In the midst of this growing maelstrom, only the First remains static. Her wide eyes drink in the moonlight and reflect it back from pools of black onyx, gaze fixed on the one this night is dedicated to, the last Daughter. Without lowering her lancet stare, she bends and places her hands, one each, on the two blades that lay in the grass at her feet. One offers acceptance and does not allow violence, but the other offers itself only in the cause of sacrifice. Of their own accord her limbs begin to move as the song worms into muscle to straighten her, crawls in her ears to bring the chosen knife behind her, and electrifies her skin to clasp her hands behind her and begin the walk of the sacred path to the Initiate.

From the blackness comes a drum, thumping, through the soles of her feet, echoing her heart’s steady beat. Crossing the center point of the circle, quiet descends like a blanket gently laid over a sleeping child and, swirling their arms in sinuous, circular motions, her Daughters fall in behind her, a sphere of flesh that dances yet, to the memory of music.

She stops inches from the girls face, brings up the blade she holds so that it hovers at the exact point between the Initiates eyes. The distinctive, scythe-like shape comes into focus, and the handle to tremble in time with the girls knees.

“Wicked,” whispers the First. “This blade names you. You have been found wanting of the purity that this family requires.” An inadvertent gasp escapes from her Daughters. She could not warn them that she had dreamed this outcome, and for that she was truly sorry. They had come with joy in their hearts, to welcome a sister, with love. Now, as their Mother demanded, they were required to offer her instead, with condemnation. Judgment is law, no appeals to be made.

Her arms were grasped, pulled behind her back, pushing her chest forward. They gather her hair in their hands and hold her, a wall of implacable limbs that does not seek to hurt but offers no succor.

The blade’s point pierces just below the collarbone, and as the First begins to drag it downwards, her Daughters chant. “Wicked. Wicked. Wicked.”

Blood wells, expertly carving a half moon around the areola, completing the symbol of the bolline, upside-down, as befits a Betrayer. The First cut as shallowly as she dared, and the blood that seeped out was thin. She does not desire to harm. The Daughters release the Initiate and the girl is held rooted in place by a power not of herself.

The fires at her feet began to dim, and as they go out, one after another, the flames begin to simmer behind her eyes. A whimper escapes her lips, and with it, fire dances. She is engulfed, from the inside out, tongues of fire darting from her nostrils, licking out from her ears, bursting her eyes from her skull with a sickening, melting pop.

And then she was no more.
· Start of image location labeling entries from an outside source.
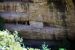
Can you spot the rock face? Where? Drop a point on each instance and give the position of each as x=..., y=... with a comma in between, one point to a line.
x=40, y=14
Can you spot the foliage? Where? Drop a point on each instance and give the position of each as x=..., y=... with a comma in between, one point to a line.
x=9, y=41
x=1, y=23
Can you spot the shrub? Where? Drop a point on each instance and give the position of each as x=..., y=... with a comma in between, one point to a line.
x=10, y=41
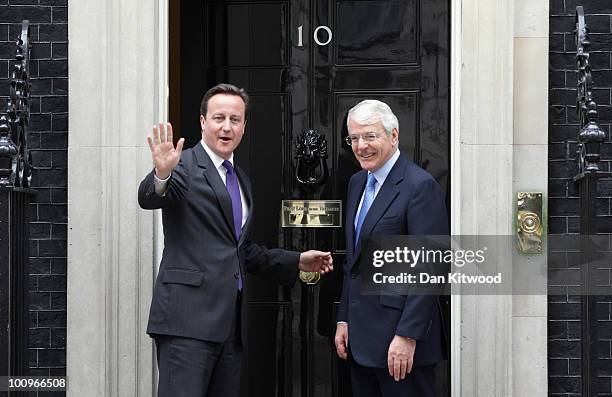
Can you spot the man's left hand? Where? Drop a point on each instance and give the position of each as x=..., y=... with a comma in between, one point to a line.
x=400, y=356
x=316, y=261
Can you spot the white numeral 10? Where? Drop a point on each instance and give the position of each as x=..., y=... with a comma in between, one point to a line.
x=315, y=35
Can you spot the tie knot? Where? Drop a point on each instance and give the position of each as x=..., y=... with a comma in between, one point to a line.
x=228, y=166
x=371, y=181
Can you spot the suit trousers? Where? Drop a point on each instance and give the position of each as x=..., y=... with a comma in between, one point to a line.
x=376, y=382
x=197, y=368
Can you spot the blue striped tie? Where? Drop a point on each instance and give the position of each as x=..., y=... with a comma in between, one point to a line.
x=368, y=197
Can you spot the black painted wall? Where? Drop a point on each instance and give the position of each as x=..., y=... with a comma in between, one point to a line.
x=48, y=139
x=564, y=349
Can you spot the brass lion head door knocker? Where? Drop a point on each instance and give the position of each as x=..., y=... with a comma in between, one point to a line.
x=311, y=154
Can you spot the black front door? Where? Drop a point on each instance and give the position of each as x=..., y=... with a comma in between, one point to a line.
x=304, y=64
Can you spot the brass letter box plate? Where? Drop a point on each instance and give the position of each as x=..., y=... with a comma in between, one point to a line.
x=311, y=213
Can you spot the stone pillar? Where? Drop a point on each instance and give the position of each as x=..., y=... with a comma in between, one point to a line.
x=498, y=135
x=117, y=83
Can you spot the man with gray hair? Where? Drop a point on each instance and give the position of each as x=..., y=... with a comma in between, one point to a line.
x=395, y=341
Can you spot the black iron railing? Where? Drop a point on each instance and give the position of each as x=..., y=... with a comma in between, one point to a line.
x=15, y=196
x=590, y=139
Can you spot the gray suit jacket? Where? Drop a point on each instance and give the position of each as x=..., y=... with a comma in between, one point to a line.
x=196, y=288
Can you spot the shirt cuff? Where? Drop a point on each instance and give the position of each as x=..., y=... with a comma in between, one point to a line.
x=160, y=185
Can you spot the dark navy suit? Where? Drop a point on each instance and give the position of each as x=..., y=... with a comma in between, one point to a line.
x=197, y=313
x=410, y=202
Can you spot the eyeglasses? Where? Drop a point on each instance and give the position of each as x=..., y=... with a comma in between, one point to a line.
x=367, y=137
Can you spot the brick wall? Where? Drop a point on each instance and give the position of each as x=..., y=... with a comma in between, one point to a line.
x=48, y=139
x=564, y=310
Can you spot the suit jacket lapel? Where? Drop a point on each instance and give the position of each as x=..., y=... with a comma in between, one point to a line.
x=216, y=183
x=354, y=195
x=387, y=193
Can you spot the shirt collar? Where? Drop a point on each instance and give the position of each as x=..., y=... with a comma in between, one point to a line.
x=382, y=173
x=216, y=159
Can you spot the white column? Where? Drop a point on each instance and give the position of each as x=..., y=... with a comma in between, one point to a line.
x=117, y=90
x=499, y=146
x=483, y=141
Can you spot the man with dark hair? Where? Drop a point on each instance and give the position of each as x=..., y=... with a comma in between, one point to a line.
x=198, y=314
x=393, y=342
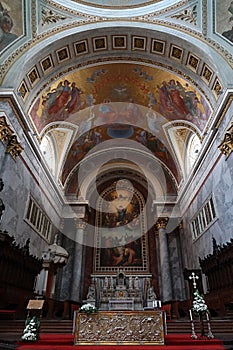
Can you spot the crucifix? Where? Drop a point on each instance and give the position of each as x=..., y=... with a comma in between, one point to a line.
x=194, y=278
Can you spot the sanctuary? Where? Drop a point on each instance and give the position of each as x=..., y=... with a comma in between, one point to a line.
x=122, y=292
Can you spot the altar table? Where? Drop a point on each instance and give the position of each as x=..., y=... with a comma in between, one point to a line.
x=120, y=327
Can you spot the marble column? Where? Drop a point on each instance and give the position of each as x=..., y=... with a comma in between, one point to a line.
x=164, y=260
x=75, y=294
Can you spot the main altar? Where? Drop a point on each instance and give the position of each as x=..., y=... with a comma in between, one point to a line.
x=122, y=284
x=120, y=328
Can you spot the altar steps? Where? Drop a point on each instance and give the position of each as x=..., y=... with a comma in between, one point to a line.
x=223, y=326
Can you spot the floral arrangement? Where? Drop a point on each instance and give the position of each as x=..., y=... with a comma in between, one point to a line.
x=199, y=305
x=88, y=308
x=31, y=330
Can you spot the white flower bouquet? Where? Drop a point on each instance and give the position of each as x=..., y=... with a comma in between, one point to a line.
x=199, y=305
x=88, y=308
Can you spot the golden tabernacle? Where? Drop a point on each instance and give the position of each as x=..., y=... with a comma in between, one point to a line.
x=120, y=327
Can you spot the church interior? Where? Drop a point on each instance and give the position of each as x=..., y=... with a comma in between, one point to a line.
x=116, y=140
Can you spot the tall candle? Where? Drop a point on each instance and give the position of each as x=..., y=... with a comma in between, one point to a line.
x=191, y=316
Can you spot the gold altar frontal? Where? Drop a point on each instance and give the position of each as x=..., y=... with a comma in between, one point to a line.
x=120, y=327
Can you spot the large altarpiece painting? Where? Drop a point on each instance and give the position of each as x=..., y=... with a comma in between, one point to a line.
x=121, y=239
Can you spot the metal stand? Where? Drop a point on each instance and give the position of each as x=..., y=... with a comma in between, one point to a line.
x=209, y=334
x=193, y=335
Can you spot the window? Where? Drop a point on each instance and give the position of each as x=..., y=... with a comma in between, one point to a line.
x=38, y=220
x=203, y=219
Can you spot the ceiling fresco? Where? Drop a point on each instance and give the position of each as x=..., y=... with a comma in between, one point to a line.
x=95, y=136
x=95, y=92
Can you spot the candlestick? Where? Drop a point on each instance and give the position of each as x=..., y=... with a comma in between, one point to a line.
x=191, y=316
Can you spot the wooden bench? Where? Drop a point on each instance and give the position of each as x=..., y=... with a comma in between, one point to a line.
x=167, y=309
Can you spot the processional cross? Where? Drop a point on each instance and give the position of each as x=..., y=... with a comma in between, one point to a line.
x=194, y=278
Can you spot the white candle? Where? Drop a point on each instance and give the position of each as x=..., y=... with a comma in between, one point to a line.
x=191, y=316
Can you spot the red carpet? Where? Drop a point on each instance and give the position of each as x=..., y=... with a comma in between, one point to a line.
x=173, y=342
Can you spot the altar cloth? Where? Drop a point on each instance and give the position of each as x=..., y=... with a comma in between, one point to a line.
x=120, y=327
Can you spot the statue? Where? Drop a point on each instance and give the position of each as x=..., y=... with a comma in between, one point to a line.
x=130, y=282
x=106, y=283
x=136, y=283
x=151, y=296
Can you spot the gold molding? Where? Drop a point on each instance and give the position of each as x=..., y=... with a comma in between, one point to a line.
x=226, y=147
x=8, y=138
x=162, y=223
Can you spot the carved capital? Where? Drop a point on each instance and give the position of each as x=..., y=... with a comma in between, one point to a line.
x=5, y=130
x=226, y=147
x=13, y=147
x=181, y=225
x=161, y=223
x=80, y=224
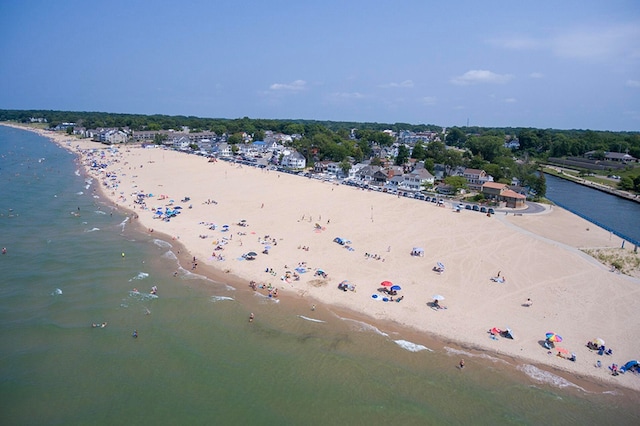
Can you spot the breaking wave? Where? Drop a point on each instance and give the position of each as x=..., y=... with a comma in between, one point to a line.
x=412, y=347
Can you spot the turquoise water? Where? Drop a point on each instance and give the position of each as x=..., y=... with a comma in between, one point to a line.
x=197, y=359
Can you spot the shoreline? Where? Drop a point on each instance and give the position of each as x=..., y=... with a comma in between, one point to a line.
x=594, y=185
x=323, y=291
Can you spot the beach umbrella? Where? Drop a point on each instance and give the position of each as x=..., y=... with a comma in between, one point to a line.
x=553, y=337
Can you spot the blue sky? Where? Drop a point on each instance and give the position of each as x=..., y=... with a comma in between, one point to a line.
x=547, y=64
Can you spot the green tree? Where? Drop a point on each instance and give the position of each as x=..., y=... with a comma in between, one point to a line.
x=235, y=139
x=455, y=137
x=403, y=155
x=418, y=151
x=456, y=182
x=345, y=166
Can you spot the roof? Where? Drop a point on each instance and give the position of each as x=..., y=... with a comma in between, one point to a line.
x=494, y=185
x=512, y=194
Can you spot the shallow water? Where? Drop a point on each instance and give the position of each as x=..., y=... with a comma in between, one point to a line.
x=197, y=359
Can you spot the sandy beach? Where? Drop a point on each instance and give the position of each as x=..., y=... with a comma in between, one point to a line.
x=295, y=220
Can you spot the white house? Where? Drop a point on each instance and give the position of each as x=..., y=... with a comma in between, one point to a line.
x=293, y=160
x=416, y=180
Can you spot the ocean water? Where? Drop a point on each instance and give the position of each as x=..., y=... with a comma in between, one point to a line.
x=614, y=212
x=72, y=261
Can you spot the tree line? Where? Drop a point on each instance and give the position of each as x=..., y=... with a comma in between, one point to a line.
x=480, y=148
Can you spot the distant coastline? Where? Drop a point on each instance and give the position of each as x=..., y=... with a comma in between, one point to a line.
x=286, y=208
x=603, y=188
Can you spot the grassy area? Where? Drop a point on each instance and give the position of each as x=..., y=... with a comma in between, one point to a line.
x=625, y=261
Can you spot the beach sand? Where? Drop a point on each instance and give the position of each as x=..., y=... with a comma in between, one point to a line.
x=538, y=255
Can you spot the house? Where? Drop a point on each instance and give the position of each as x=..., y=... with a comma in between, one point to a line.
x=222, y=149
x=417, y=179
x=293, y=160
x=380, y=177
x=334, y=168
x=500, y=192
x=111, y=136
x=476, y=178
x=366, y=173
x=181, y=142
x=321, y=166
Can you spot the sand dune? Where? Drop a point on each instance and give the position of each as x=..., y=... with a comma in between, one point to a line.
x=573, y=294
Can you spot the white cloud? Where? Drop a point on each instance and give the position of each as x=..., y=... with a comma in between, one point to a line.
x=515, y=43
x=429, y=100
x=294, y=86
x=347, y=95
x=600, y=42
x=406, y=83
x=481, y=76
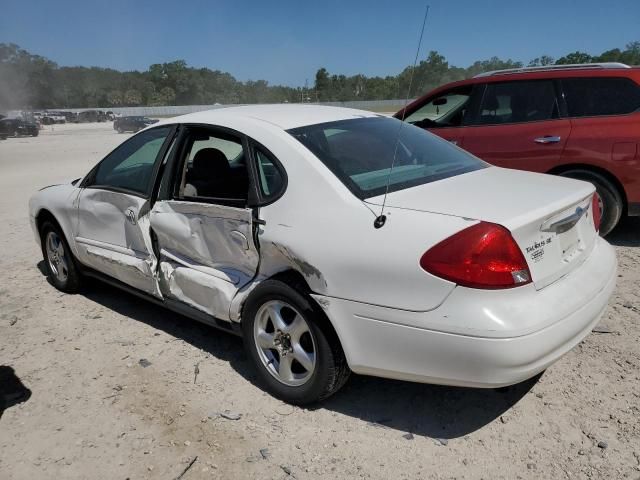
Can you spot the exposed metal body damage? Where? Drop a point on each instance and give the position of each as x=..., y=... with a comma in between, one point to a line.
x=206, y=253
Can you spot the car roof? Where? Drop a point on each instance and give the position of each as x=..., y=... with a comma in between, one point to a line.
x=285, y=116
x=533, y=73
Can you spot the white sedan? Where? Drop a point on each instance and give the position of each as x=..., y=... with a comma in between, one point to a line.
x=272, y=222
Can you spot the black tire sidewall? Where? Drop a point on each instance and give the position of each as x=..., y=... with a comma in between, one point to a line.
x=611, y=201
x=321, y=381
x=71, y=285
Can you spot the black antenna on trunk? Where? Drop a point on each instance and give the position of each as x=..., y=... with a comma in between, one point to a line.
x=382, y=218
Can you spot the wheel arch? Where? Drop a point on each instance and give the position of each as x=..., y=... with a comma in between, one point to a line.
x=43, y=215
x=296, y=280
x=606, y=174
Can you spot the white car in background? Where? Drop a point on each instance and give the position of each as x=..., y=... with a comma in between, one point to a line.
x=260, y=220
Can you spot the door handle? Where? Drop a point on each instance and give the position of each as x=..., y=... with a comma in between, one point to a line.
x=240, y=237
x=548, y=139
x=131, y=215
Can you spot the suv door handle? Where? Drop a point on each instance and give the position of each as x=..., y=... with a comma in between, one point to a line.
x=548, y=139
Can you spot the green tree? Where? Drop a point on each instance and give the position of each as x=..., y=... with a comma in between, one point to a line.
x=575, y=57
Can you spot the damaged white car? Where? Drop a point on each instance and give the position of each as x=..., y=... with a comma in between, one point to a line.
x=272, y=222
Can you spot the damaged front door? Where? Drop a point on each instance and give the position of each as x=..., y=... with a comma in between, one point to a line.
x=204, y=227
x=112, y=232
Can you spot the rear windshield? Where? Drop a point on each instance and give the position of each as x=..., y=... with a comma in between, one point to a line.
x=360, y=153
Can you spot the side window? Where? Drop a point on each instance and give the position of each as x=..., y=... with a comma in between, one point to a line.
x=517, y=102
x=587, y=97
x=271, y=180
x=131, y=165
x=446, y=110
x=214, y=168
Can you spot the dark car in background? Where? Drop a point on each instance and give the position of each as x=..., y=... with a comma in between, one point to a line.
x=132, y=124
x=580, y=121
x=16, y=127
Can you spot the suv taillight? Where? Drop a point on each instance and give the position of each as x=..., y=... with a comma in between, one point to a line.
x=484, y=255
x=596, y=212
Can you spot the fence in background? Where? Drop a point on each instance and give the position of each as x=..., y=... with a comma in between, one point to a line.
x=172, y=111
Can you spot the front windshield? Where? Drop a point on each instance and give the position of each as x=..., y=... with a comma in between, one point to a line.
x=360, y=153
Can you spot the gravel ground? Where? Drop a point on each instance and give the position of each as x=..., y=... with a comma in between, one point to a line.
x=113, y=392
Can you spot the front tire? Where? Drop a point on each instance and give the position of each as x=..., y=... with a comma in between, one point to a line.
x=289, y=340
x=62, y=270
x=611, y=202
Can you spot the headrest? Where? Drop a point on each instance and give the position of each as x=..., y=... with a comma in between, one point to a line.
x=210, y=160
x=490, y=102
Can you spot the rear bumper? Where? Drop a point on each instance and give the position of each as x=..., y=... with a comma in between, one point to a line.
x=398, y=344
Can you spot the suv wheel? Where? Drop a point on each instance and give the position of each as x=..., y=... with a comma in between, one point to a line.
x=288, y=339
x=611, y=202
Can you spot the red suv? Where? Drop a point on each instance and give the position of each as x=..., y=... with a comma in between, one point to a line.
x=580, y=121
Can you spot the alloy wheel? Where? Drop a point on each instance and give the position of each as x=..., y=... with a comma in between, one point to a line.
x=285, y=343
x=57, y=257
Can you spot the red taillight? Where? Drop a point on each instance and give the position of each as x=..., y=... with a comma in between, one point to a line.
x=482, y=256
x=596, y=212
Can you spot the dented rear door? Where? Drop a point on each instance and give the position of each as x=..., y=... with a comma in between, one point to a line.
x=207, y=253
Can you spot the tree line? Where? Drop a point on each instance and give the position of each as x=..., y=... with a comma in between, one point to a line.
x=33, y=81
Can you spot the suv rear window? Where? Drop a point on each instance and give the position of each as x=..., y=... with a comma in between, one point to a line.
x=588, y=97
x=516, y=102
x=360, y=153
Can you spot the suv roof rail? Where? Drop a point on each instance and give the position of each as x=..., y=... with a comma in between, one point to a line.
x=571, y=66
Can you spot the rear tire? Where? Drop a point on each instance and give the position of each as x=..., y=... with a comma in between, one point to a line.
x=62, y=270
x=612, y=204
x=280, y=325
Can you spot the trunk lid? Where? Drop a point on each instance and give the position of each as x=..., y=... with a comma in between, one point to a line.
x=548, y=216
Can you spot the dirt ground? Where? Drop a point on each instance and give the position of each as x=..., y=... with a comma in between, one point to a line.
x=91, y=408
All that remains is a single, blackened blade of grass that is plucked to be tucked away.

The First turns, gathers them into a sphere of comforting arms. No tears, they are not permitted for one that has been denied, and so they must hide their desire to shed them.

“Remember, Daughters. It does not pay, to be wicked.”

***

Editing this story down to 750 words was truly a feat for me, slicing and dicing away, much like the First. This is my submission for Challenge #5 over at Grammar Ghoul Press – our word prompt was wicked, which I decided to make a lot of use of, and our visual prompt this week was the gloriously bizarre video for Spectrum, by Florence + the Machine. As her voice is one of my favorites to listen to when I’m writing, that added an element of fun for me.